Он еще и кесарь? Кесарь?! Ох недаром Отто орал, что Фридриха нужно придавить, а нет, так выхолостить, и он, капитан Бюнц, готов это проделать сам, хоть потом в восьми щелоках мыться придется. Потому  что вони  будет, как от тухлой пластуги…   Отто на дне вместе со своей  «Пташкой», вместе со всей командой, а этот… Этот! Забавляется  с несчастной дурой. Решил, что ему все с рук  сойдет, так ведь нет!      

- Толку тебе с кесаря… У бедняги давно не только размягчение в     мозгах, но и размягчение в штанах… Тебе, пташка моя, не кесарь, тебе кочет нужен!           

- Ауиииииииииииииишшшш!!! 

Это был не визг, не шипение, не рычанье, но  нечто  несусветное. Гудрун вопила, дергая ногами и колотя кулаками по вжимавшей ее в шкуры  веснушчатой плотной спине с  рыжей родинкой ниже лопатки.    

            - Тяжеленько? – посочувствовал и не думавший прекращать свое дело живехонький  Бюнц. - Зато от души! Ну, сейчас попрыгаем... Держись, коровушка!

            - Вон!!! Уииииииииииии!..

            - Капитан Бю… – завопил Руппи, - Отто! Шаутбенахт Бюнц… Это – Гудрун! Принцесса Гудрун… Оставьте ее!.. 

            Сквозняк взвивает  библиотечную пыль, машут, словно крылья, портьеры, радостно звенит  разбитое стекло и еще что-то, словно рядом  трясут бубенчиками, трясут и смеются.

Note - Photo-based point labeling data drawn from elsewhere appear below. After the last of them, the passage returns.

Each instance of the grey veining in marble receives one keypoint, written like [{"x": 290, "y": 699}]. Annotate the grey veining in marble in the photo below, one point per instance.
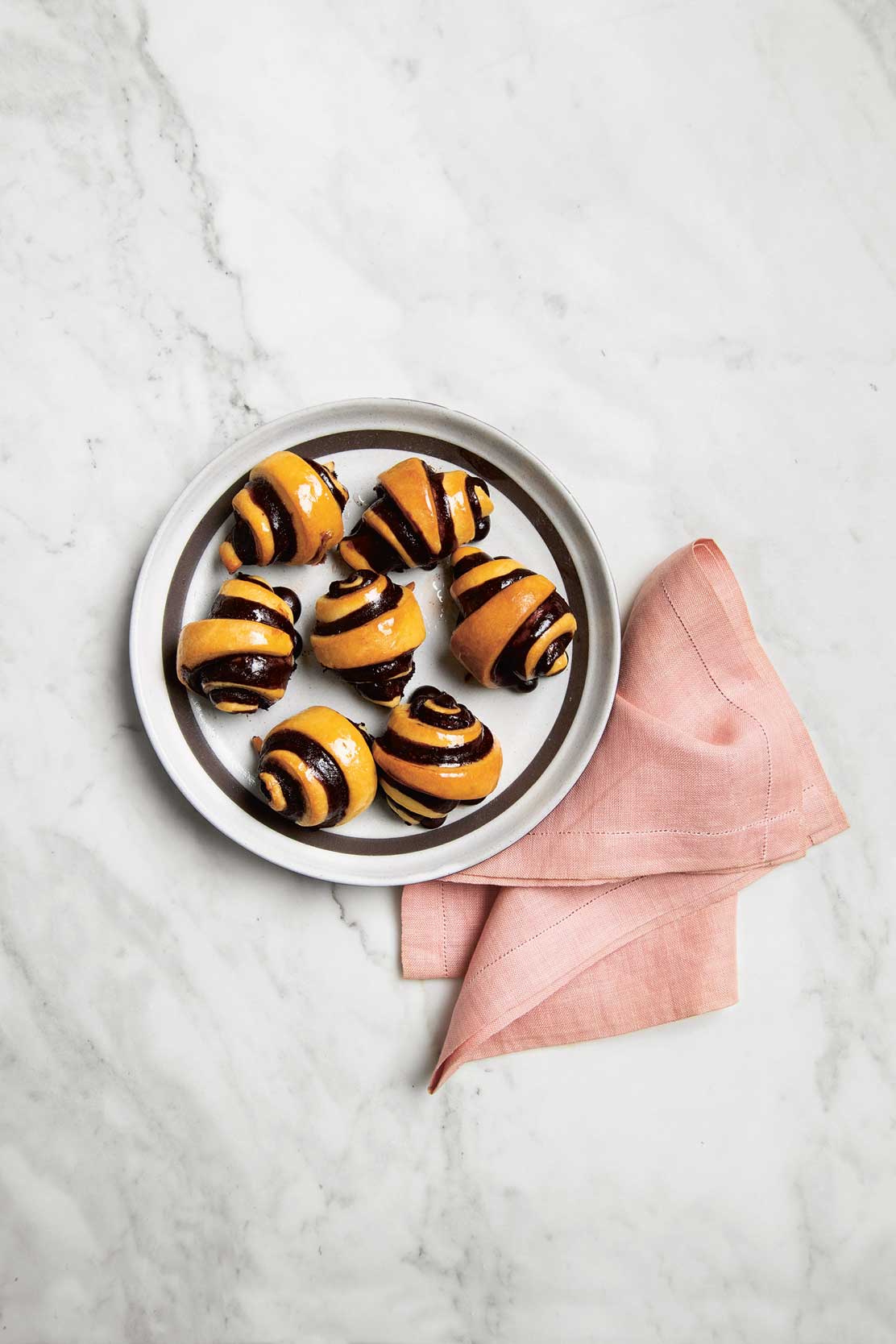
[{"x": 657, "y": 243}]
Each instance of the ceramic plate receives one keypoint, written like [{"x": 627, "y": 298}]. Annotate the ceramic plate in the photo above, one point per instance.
[{"x": 547, "y": 736}]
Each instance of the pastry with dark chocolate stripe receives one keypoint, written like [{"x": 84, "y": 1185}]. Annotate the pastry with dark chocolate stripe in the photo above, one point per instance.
[
  {"x": 433, "y": 756},
  {"x": 513, "y": 627},
  {"x": 316, "y": 769},
  {"x": 242, "y": 656},
  {"x": 289, "y": 512},
  {"x": 418, "y": 518},
  {"x": 367, "y": 631}
]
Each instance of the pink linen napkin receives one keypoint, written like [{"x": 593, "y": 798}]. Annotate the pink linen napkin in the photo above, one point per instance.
[{"x": 618, "y": 911}]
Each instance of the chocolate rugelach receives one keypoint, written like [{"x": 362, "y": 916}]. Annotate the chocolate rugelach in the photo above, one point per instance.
[
  {"x": 289, "y": 511},
  {"x": 316, "y": 768},
  {"x": 367, "y": 631},
  {"x": 242, "y": 656},
  {"x": 418, "y": 518},
  {"x": 433, "y": 756},
  {"x": 513, "y": 627}
]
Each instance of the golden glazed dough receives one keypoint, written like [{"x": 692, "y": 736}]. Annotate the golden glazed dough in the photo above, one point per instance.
[
  {"x": 367, "y": 631},
  {"x": 513, "y": 625},
  {"x": 289, "y": 511},
  {"x": 418, "y": 518},
  {"x": 316, "y": 769},
  {"x": 433, "y": 756},
  {"x": 242, "y": 656}
]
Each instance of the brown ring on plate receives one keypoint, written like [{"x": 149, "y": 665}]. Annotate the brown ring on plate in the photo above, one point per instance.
[{"x": 413, "y": 444}]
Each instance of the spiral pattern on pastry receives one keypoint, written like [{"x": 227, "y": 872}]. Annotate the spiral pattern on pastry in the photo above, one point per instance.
[
  {"x": 242, "y": 656},
  {"x": 367, "y": 631},
  {"x": 316, "y": 769},
  {"x": 513, "y": 627},
  {"x": 289, "y": 511},
  {"x": 433, "y": 756},
  {"x": 418, "y": 518}
]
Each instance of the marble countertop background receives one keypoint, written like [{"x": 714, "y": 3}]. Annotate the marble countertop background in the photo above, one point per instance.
[{"x": 657, "y": 243}]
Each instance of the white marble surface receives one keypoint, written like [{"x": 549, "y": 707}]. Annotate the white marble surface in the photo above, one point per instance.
[{"x": 656, "y": 243}]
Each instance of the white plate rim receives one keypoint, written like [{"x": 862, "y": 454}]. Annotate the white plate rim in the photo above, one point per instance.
[{"x": 332, "y": 417}]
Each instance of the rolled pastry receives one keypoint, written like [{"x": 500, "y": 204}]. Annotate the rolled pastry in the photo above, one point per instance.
[
  {"x": 513, "y": 627},
  {"x": 418, "y": 518},
  {"x": 242, "y": 656},
  {"x": 289, "y": 512},
  {"x": 316, "y": 769},
  {"x": 367, "y": 631},
  {"x": 433, "y": 756}
]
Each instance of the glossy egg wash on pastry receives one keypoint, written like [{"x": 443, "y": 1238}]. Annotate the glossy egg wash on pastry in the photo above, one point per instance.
[
  {"x": 418, "y": 518},
  {"x": 367, "y": 631},
  {"x": 433, "y": 756},
  {"x": 242, "y": 656},
  {"x": 513, "y": 627},
  {"x": 289, "y": 511},
  {"x": 316, "y": 769}
]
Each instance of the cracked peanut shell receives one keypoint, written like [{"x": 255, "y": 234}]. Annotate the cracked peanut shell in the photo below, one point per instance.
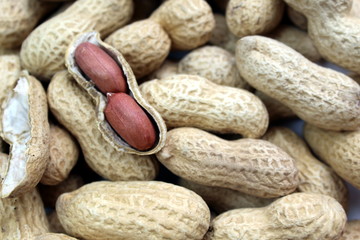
[{"x": 100, "y": 99}]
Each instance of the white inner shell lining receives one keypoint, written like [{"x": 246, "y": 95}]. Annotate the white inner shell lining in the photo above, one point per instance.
[{"x": 16, "y": 128}]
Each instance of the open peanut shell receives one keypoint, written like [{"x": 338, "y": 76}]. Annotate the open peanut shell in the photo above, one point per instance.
[
  {"x": 24, "y": 126},
  {"x": 100, "y": 99}
]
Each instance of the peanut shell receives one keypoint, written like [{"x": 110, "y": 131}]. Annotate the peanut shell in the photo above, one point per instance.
[
  {"x": 192, "y": 101},
  {"x": 75, "y": 109},
  {"x": 214, "y": 64},
  {"x": 64, "y": 153},
  {"x": 18, "y": 18},
  {"x": 144, "y": 45},
  {"x": 318, "y": 95},
  {"x": 100, "y": 99},
  {"x": 334, "y": 30},
  {"x": 252, "y": 166},
  {"x": 23, "y": 217},
  {"x": 224, "y": 199},
  {"x": 314, "y": 176},
  {"x": 42, "y": 52},
  {"x": 352, "y": 230},
  {"x": 338, "y": 149},
  {"x": 133, "y": 210},
  {"x": 25, "y": 128},
  {"x": 297, "y": 216},
  {"x": 188, "y": 23}
]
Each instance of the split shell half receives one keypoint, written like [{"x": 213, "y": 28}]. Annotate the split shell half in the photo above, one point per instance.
[{"x": 100, "y": 99}]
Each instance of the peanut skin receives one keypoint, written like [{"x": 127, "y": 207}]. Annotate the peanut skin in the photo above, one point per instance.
[
  {"x": 130, "y": 121},
  {"x": 100, "y": 68}
]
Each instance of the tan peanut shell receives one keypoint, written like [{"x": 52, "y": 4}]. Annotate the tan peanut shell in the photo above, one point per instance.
[
  {"x": 251, "y": 17},
  {"x": 221, "y": 35},
  {"x": 9, "y": 73},
  {"x": 50, "y": 194},
  {"x": 276, "y": 109},
  {"x": 133, "y": 210},
  {"x": 298, "y": 19},
  {"x": 292, "y": 37},
  {"x": 296, "y": 39},
  {"x": 297, "y": 216},
  {"x": 338, "y": 149},
  {"x": 22, "y": 217},
  {"x": 252, "y": 166},
  {"x": 320, "y": 96},
  {"x": 224, "y": 199},
  {"x": 188, "y": 23},
  {"x": 29, "y": 145},
  {"x": 214, "y": 64},
  {"x": 167, "y": 69},
  {"x": 192, "y": 101},
  {"x": 351, "y": 231},
  {"x": 54, "y": 223},
  {"x": 18, "y": 18},
  {"x": 100, "y": 99},
  {"x": 42, "y": 52},
  {"x": 144, "y": 45},
  {"x": 335, "y": 33},
  {"x": 314, "y": 176},
  {"x": 54, "y": 236},
  {"x": 355, "y": 77},
  {"x": 301, "y": 21},
  {"x": 64, "y": 153},
  {"x": 75, "y": 110}
]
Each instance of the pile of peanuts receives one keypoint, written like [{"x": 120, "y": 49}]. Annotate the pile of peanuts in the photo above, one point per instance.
[{"x": 150, "y": 119}]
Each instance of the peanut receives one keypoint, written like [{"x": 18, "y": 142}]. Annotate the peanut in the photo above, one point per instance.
[
  {"x": 100, "y": 68},
  {"x": 221, "y": 35},
  {"x": 251, "y": 17},
  {"x": 314, "y": 176},
  {"x": 335, "y": 33},
  {"x": 130, "y": 121},
  {"x": 224, "y": 199},
  {"x": 18, "y": 18},
  {"x": 107, "y": 130},
  {"x": 296, "y": 39},
  {"x": 144, "y": 44},
  {"x": 167, "y": 69},
  {"x": 192, "y": 101},
  {"x": 352, "y": 230},
  {"x": 42, "y": 52},
  {"x": 23, "y": 217},
  {"x": 214, "y": 64},
  {"x": 54, "y": 223},
  {"x": 338, "y": 149},
  {"x": 50, "y": 194},
  {"x": 54, "y": 236},
  {"x": 64, "y": 153},
  {"x": 24, "y": 125},
  {"x": 133, "y": 210},
  {"x": 251, "y": 166},
  {"x": 9, "y": 73},
  {"x": 320, "y": 96},
  {"x": 276, "y": 109},
  {"x": 188, "y": 23},
  {"x": 296, "y": 216},
  {"x": 75, "y": 110}
]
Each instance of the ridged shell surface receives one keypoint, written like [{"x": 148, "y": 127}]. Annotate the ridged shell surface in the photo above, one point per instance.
[
  {"x": 100, "y": 99},
  {"x": 253, "y": 166},
  {"x": 75, "y": 110},
  {"x": 192, "y": 101},
  {"x": 133, "y": 210}
]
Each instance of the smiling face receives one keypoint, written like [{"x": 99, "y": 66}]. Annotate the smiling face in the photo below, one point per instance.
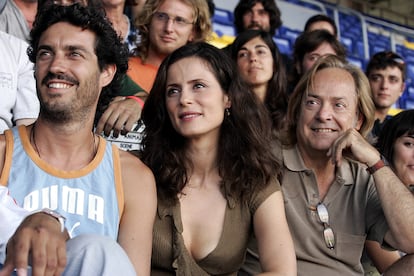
[
  {"x": 67, "y": 74},
  {"x": 167, "y": 36},
  {"x": 327, "y": 111},
  {"x": 255, "y": 62},
  {"x": 195, "y": 101},
  {"x": 404, "y": 159}
]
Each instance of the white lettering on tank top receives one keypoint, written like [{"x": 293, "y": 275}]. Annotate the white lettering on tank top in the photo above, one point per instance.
[{"x": 73, "y": 202}]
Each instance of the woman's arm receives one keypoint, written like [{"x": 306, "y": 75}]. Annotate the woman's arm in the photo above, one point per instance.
[
  {"x": 276, "y": 249},
  {"x": 135, "y": 229}
]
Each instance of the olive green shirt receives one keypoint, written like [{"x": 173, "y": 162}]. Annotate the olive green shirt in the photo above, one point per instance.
[{"x": 355, "y": 214}]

Хлопают оконные рамы, кто-то хихикает тоненьким голоском, бьет в ладоши. Кружатся пылинки, устилают подоконник лепестки боярышника, пахнет скошенной травой и отчего-то морем. Нет Отто Бюнца. Нет принца Фридриха. На медвежьей шкуре  сидит Гудрун, беспокойно вертит головой… Губа припухла, как от укуса, плечи  в желтоватых и синих пятнах, ярких и почти сошедших. Еще один синяк на бедре…   Смотреть на принцессу невозможно, как и оставаться, но как уйти? Не прыгать же через нее, такую?!  Да еще  это кресло… с платьем.

            - Дрянь! – шипит рыцарю у дверей  Гудрун,  - гадина… Я… Я…

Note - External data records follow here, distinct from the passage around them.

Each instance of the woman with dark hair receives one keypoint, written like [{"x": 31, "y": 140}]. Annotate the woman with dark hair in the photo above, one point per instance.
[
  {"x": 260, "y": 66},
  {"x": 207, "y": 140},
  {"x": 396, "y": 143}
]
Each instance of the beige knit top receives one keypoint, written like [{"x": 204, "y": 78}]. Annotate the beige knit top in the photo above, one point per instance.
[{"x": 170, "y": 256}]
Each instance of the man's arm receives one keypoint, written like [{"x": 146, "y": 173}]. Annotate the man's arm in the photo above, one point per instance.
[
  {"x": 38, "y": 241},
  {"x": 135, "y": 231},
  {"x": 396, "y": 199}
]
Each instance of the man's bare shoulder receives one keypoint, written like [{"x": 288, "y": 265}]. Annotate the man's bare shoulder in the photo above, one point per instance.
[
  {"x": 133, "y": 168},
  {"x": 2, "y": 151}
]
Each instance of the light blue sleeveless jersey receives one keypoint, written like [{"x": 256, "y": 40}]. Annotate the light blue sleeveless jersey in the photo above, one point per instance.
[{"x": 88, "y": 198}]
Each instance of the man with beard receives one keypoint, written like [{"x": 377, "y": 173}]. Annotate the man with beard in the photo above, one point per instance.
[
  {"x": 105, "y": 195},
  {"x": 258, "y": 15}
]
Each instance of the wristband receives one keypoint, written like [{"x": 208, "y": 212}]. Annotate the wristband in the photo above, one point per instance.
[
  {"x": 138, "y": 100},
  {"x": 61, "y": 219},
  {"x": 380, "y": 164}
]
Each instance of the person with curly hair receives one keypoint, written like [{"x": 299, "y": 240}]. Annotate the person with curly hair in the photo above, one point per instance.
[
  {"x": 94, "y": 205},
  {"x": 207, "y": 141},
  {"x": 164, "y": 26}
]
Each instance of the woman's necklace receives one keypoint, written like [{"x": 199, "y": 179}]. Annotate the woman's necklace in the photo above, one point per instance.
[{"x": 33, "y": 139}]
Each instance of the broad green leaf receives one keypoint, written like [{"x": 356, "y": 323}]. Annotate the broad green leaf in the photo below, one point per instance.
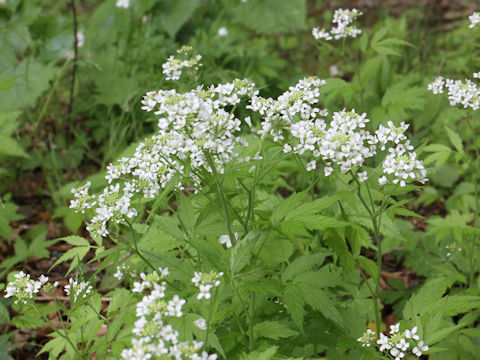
[
  {"x": 287, "y": 205},
  {"x": 320, "y": 301},
  {"x": 272, "y": 16},
  {"x": 302, "y": 264},
  {"x": 175, "y": 13},
  {"x": 273, "y": 330},
  {"x": 319, "y": 279}
]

            Новый сквозняк. Парусами вздуваются сброшенные юбки, блестят на солнце осколки.  Словно лёд в Старой Придде! Лёд, солнце и ветер, снова солнце и ветер… Закатные твари, что все это значит?! Ввысь взмывает нечто белое, проносится над головой гигантской чайкой, исчезает за распахнувшимся окном. Гудрун вскрикивает, но продолжает сидеть, солнечный луч  пляшет по круглому  животу, словно подушку мнет. Опять  звон, опять смех, а ведь… ведь смешно! Невероятно, летяще смешно!  Смехом и звоном, танцем и стоном, трепетом темных ресниц,  сном и  полетом, вешней охотой, вечным мельканием лиц…   Радости блики, трели  и крики с ветром играющих птиц, время цветенья, игр и видений, нежные тайны девиц…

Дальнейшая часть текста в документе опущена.